Ancienne biochimiste, Marianne Dayon incarne une nouvelle génération de planteurs, experts et ardents défenseurs de l’agriculture durable. Aux confins Saint-Jean-de-Luz et de Guéthary, sa plantation compte plus de 12 000 théiers en culture biologique et permaculture issus de semis qu’elle a elle-même sélectionnés.
Attachée à parfaire inlassablement son expertise et, posture pas si courante, à partager les secrets des maîtres asiatiques avec ses confrères « théiculteurs » basques français ou espagnols, elle a accueilli sur ses terres douze producteurs coréens du Hadong qui, durant trois journées, ont enseigné leur méthode ancestrale de production de thé à la main.

Philippe Capy
C’est la première fois, ils ne l’ont jamais fait ailleurs, que de la cueillette, au flétrissement puis la torréfaction au wok à 100 degrés (importé et installé sur place pour l’occasion), ils ont dévoilé leurs techniques et leurs secrets pour produire des thés blancs, verts et noirs. Mickel Esclamadon, qui produit depuis 2020 son thé à Ustaritz sous la marque « Ilgora Herriko Tea » est enthousiaste.
« Des conditions parfaites »
« Je m’exprime au nom de l’association des producteurs de thé du Pays basque qui compte une dizaine de plantations. C’est pour nous l’opportunité de partager une culture, au double sens du terme. Nos valeurs sont celles de ces producteurs coréens et cette rencontre leur donne un socle. »

Philippe Capy
Jon Curutchet, par ailleurs spécialiste en développement durable et en économie circulaire dans l’industrie de la mode, cultive son thé à Plentzia, en Biscaye.

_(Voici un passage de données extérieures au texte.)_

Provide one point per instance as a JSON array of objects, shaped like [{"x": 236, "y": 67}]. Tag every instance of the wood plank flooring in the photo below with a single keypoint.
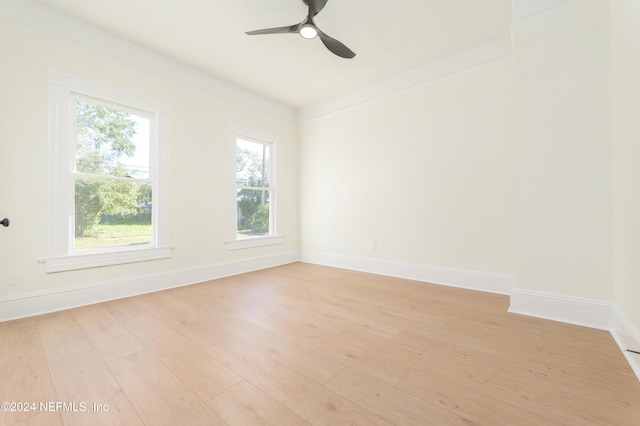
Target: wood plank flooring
[{"x": 305, "y": 344}]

Ce n’est qu’en 2023 qu’il a débuté et qu’il a rejoint l’association des producteurs. Il explique le choix des Coréens d’avoir choisi ce rapprochement.
« Honnêtement, ici au Pays basque, nous réunissons les conditions parfaites pour produire un thé de grande qualité. Terrain, pluviométrie, acidité des sols… Tout pour relocaliser, comme cela s’est fait pour le pin ou l’eucalyptus, une production à l’heure actuelle largement importée ». Cherchez longtemps la compétition dans ces échanges. Ils ne sont guidés que par la bienveillance, l’esprit coopératif et la volonté de grandir ensemble.
L’art de servir le thé
Quelques jours avant l’accueil de la délégation Coréenne, Marianne Dayon a convié un panel de ses clients à une pratique ancestrale. De passage en terre basque, une jeune femme originaire de la province du Sichuan en Chine leur a présenté la cérémonie du « thé aux huit trésors » qui s’apparente à un ballet, entre mouvements inspirés des arts martiaux et sérénité. Une façon « de nous rapprocher, en ces temps où le monde se déchire, une célébration de traditions ancestrales, de respect entre les hommes et la nature ». C’est en ces termes que Marianne Dayon a évoqué cette présentation durant laquelle la jeune femme originaire du Sichuan, vivant à Prague et se rendant à Paris pour le festival mondial des thés, a fait escale ici pour servir son thé par des mouvements très fluides et maîtrisés avec une drôle de théière dotée d’un bec de plus d’un mètre de long.